Dengan adanya akses langsung menuju Stasiun KRL JIS, masyarakat memiliki pilihan transportasi yang lebih praktis sehingga potensi kemacetan di sekitar kawasan dapat ditekan. Langkah ini sekaligus mendukung kebijakan Pemerintah Provinsi DKI Jakarta dalam meningkatkan penggunaan transportasi massal sebagai solusi mobilitas perkotaan.
Selain berfungsi sebagai jalur penghubung, keberadaan Gerbang Ancol–JIS juga diyakini mampu memperkuat posisi Jakarta Utara sebagai pusat kegiatan olahraga, pariwisata, hiburan, edukasi, dan ruang publik yang saling terkoneksi.
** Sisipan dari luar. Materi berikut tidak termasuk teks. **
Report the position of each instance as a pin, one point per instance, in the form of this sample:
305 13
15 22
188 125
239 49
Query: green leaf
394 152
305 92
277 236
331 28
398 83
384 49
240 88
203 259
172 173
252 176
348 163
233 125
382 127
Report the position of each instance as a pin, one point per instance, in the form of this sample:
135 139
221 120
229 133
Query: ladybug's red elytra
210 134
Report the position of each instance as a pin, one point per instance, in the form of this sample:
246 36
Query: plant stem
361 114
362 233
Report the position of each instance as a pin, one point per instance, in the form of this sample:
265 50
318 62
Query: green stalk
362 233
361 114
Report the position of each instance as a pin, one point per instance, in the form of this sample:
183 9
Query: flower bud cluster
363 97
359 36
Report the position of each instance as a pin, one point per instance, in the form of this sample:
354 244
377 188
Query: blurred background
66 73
Integrasi antar-kawasan dinilai akan meningkatkan kenyamanan pengunjung sekaligus memperluas aktivitas ekonomi masyarakat di sekitar kawasan tersebut.
Pembangunan infrastruktur ini juga menjadi simbol kolaborasi antara Pemerintah Provinsi DKI Jakarta, PT Pembangunan Jaya Ancol Tbk, Bank BTN, serta berbagai pemangku kepentingan lainnya dalam mewujudkan kota yang lebih modern, inklusif, dan berkelanjutan.
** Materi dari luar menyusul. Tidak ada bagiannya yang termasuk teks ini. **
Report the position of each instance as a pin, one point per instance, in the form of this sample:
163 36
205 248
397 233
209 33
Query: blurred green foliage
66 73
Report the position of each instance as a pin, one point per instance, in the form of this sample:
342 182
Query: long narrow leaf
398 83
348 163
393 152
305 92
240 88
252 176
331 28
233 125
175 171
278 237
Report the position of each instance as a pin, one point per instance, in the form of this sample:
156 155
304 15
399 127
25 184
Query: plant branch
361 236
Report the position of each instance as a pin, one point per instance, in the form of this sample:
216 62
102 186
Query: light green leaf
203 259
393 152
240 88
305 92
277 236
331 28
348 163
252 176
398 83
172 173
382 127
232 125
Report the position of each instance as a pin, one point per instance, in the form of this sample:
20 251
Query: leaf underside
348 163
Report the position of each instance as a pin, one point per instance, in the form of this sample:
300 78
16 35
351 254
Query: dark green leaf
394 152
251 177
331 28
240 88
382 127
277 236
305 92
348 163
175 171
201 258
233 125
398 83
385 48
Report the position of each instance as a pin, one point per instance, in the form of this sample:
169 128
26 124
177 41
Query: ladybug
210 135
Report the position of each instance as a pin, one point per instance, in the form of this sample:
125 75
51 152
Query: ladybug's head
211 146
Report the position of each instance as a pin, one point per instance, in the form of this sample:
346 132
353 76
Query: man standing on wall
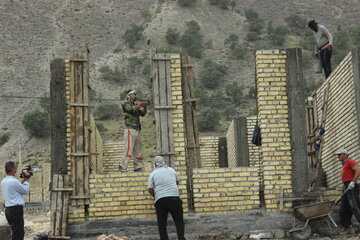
12 191
132 113
163 187
323 45
350 202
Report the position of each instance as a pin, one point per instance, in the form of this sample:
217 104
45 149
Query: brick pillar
178 125
274 123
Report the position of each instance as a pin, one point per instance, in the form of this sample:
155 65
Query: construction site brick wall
226 191
124 195
274 123
209 152
39 183
341 119
254 151
231 145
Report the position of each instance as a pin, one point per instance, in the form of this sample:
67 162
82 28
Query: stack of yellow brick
120 195
273 119
226 191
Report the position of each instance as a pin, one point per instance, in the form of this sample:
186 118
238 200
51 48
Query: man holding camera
13 191
132 113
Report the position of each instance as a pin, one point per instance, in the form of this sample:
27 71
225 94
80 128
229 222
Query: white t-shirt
163 181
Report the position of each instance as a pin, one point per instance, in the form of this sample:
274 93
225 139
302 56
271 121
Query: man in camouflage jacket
132 113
Momentum peresmian Gerbang Ancol–JIS sekaligus menjadi bagian dari persiapan menuju Jakarta 500 Tahun, di mana pembangunan kota diarahkan pada sistem transportasi yang semakin terintegrasi, ruang publik yang nyaman, serta destinasi wisata berstandar global.
Ke depan, PT Pembangunan Jaya Ancol Tbk menyatakan akan terus memperkuat kolaborasi dengan Pemerintah Provinsi DKI Jakarta maupun berbagai mitra strategis lainnya untuk menghadirkan inovasi kawasan yang mampu meningkatkan kualitas layanan kepada masyarakat, memperkaya pengalaman pengunjung, serta memperkuat daya saing Jakarta sebagai kota destinasi kelas dunia.
Melalui hadirnya Gerbang Ancol–JIS, integrasi antara transportasi publik, kawasan olahraga, dan destinasi wisata kini memasuki babak baru. Infrastruktur tersebut diharapkan tidak hanya mempermudah mobilitas warga, tetapi juga menjadi katalis pertumbuhan ekonomi, pengembangan pariwisata, serta transformasi Jakarta menuju kota global yang semakin terkoneksi dan berkelanjutan.